I set this photograph up earlier with six of my wee fella's Octonaut men. I started with the focus point on the left hand man and at f2.8 and gradually worked up to f22 to show the difference that increasing the aperture makes.

The camera used was a Canon 60D, the lens was a Sigma 24-70 f2.8 and the lighting was from a Speedlite 430EX ll.

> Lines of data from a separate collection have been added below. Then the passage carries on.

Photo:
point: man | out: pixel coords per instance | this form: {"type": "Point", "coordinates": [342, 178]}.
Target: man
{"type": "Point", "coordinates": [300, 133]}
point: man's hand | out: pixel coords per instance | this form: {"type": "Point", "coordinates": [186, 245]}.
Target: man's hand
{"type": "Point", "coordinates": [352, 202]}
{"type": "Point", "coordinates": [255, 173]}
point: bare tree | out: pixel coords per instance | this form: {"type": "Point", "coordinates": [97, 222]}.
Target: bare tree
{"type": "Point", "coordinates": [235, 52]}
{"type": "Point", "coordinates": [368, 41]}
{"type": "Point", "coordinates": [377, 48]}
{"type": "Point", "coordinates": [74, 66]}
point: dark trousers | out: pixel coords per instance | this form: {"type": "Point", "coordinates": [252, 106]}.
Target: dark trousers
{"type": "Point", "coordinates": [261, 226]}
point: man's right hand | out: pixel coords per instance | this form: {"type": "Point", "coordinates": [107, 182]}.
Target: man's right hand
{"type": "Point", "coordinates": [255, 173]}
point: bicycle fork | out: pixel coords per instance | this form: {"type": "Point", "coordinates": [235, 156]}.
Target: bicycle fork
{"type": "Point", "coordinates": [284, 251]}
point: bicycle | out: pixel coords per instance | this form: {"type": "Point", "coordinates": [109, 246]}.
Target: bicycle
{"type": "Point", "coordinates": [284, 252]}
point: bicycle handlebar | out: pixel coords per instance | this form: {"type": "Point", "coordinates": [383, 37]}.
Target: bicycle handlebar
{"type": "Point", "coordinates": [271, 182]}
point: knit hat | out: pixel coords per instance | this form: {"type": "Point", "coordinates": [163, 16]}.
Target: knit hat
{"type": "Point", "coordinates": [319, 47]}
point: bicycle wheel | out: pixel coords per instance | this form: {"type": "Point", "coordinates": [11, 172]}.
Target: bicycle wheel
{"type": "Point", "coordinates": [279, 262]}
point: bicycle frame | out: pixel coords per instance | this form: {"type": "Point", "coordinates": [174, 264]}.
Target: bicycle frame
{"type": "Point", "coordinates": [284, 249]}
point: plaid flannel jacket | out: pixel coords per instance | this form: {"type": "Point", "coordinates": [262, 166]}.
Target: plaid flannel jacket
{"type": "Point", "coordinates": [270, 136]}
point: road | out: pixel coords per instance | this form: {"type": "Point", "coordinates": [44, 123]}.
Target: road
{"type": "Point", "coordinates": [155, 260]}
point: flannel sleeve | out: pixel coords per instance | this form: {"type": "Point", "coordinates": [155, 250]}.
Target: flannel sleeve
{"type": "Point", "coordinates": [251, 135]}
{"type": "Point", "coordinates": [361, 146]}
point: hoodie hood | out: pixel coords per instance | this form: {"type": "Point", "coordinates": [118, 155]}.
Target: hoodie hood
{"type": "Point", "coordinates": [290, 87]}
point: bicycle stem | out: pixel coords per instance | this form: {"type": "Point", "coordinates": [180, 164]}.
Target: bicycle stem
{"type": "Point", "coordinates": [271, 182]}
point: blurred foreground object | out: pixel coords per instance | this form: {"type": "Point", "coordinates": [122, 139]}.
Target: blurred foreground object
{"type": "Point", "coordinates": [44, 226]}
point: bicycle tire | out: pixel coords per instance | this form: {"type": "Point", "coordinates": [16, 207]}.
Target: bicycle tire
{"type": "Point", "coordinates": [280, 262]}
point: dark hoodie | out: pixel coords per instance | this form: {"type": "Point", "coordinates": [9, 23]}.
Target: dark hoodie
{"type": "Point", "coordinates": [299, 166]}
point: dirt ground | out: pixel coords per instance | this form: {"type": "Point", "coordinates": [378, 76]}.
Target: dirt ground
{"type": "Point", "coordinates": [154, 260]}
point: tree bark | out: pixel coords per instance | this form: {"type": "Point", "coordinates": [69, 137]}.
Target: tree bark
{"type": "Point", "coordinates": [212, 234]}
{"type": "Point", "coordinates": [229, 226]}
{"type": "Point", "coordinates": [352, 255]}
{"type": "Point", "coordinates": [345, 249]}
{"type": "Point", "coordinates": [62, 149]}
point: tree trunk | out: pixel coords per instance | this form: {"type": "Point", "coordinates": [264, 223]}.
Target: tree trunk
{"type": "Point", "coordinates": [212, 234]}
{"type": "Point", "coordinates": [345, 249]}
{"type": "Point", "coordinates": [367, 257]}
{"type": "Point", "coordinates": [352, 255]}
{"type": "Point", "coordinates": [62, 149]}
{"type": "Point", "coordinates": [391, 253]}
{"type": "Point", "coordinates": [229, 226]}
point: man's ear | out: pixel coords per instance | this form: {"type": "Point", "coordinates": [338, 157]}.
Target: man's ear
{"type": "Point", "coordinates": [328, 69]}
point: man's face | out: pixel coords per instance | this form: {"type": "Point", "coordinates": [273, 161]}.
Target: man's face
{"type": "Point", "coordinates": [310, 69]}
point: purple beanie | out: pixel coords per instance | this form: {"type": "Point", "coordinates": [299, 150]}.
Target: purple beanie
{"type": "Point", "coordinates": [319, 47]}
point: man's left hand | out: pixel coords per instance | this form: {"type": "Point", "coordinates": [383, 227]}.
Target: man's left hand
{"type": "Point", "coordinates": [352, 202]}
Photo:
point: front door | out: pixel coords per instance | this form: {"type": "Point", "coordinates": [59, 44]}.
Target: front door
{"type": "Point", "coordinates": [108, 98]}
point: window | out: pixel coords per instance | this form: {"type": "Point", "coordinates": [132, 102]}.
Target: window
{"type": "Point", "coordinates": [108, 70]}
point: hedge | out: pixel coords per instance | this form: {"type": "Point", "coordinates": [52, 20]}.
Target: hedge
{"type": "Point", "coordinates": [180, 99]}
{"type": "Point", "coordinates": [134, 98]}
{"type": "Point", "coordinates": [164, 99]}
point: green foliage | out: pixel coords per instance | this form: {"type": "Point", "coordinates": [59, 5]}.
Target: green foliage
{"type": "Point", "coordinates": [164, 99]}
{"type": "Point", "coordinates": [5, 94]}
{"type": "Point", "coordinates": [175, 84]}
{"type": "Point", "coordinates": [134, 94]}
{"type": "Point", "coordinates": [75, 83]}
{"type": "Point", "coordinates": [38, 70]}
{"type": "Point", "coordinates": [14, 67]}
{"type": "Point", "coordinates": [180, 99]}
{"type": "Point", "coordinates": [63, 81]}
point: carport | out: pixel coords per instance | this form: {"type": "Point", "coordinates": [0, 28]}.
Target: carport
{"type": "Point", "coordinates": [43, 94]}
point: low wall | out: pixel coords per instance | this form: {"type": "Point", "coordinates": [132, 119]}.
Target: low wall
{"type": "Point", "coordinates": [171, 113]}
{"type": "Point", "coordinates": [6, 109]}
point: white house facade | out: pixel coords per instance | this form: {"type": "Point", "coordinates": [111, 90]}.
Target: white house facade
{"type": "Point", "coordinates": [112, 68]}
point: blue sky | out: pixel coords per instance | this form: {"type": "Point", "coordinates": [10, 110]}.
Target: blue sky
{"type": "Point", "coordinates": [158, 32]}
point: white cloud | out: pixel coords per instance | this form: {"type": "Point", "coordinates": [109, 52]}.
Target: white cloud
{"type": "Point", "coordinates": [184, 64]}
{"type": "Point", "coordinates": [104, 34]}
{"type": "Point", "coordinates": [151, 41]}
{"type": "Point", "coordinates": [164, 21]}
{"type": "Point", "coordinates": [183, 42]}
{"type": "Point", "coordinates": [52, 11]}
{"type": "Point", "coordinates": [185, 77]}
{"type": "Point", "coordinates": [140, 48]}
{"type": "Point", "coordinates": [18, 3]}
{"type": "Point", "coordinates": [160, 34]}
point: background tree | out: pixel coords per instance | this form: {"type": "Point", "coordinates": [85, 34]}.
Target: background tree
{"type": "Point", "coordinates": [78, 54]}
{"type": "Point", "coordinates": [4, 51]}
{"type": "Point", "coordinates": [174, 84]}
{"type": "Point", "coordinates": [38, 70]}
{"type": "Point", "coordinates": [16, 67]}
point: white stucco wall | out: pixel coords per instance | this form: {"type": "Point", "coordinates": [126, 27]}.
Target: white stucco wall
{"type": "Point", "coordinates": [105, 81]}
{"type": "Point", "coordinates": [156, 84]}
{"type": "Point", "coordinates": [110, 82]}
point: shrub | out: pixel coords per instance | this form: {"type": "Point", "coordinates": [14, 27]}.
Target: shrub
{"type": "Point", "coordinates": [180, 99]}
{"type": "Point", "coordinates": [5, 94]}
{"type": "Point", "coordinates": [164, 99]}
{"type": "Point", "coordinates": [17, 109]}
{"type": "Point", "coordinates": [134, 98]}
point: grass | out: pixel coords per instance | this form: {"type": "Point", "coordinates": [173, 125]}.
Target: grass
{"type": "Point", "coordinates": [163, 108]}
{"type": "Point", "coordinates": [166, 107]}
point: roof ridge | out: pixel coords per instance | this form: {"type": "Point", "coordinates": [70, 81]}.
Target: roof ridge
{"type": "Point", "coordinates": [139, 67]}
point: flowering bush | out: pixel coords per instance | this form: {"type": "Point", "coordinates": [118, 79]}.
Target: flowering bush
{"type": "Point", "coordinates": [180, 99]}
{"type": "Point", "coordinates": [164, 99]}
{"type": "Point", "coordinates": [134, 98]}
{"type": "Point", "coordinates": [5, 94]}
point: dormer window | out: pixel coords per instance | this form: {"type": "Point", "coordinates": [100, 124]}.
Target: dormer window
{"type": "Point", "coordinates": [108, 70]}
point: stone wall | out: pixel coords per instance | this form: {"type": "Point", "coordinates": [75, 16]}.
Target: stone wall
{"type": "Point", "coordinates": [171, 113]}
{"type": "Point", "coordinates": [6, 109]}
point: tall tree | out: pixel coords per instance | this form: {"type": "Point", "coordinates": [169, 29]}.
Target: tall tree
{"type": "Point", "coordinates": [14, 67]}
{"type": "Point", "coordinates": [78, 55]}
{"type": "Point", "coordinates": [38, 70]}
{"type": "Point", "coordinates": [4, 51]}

I hope this is off help to anyone who wants to understand aperture and maybe venture out of full auto mode. Click here to view the photograph in full size with the explanation.

 
Aperture Demonstration by Exif Data | Stephen Scott, on Flickr​
Thanks

Stevie


----------



## RP84 (Sep 3, 2007)

Thanks Stevie

I will have a read


----------



## iPlod999 (Jun 23, 2012)

Very handy. 

I have a Nikon DLSR and have no idea how to use it properly. 

Thank god for the 'auto' setting.


----------



## tommyzooom (Aug 15, 2009)

Great info,
Thanks for posting


----------



## RP Stevie (Jan 24, 2007)

No problem, hope it is off some use to you.

Stevie


----------



## Brazo (Oct 27, 2005)

Two other things that affect depth of field at any given aperture are 

Distance to subject - the closer you are the more out of focus the back ground will be.
Focal length. The longer (telephoto) focal lengths will give more out of focus back grounds with the above two variables remaining the same.


----------



## CTR De (Feb 10, 2011)

thanks steve , im learning , slowly but surely :thumb:


----------



## RP Stevie (Jan 24, 2007)

Brazo said:


> Two other things that affect depth of field at any given aperture are
> 
> Distance to subject - the closer you are the more out of focus the back ground will be.
> Focal length. The longer (telephoto) focal lengths will give more out of focus back grounds with the above two variables remaining the same.


Exactly right and thanks for adding them Brazo. For reference I was shooting at 34mm so fairly close and at 1/50 second on a tripod.

Stevie


----------



## [email protected] (Jan 9, 2006)

Nice to see some training info thanks, I have hardly ever taken mine of of auto due to poor efforts


----------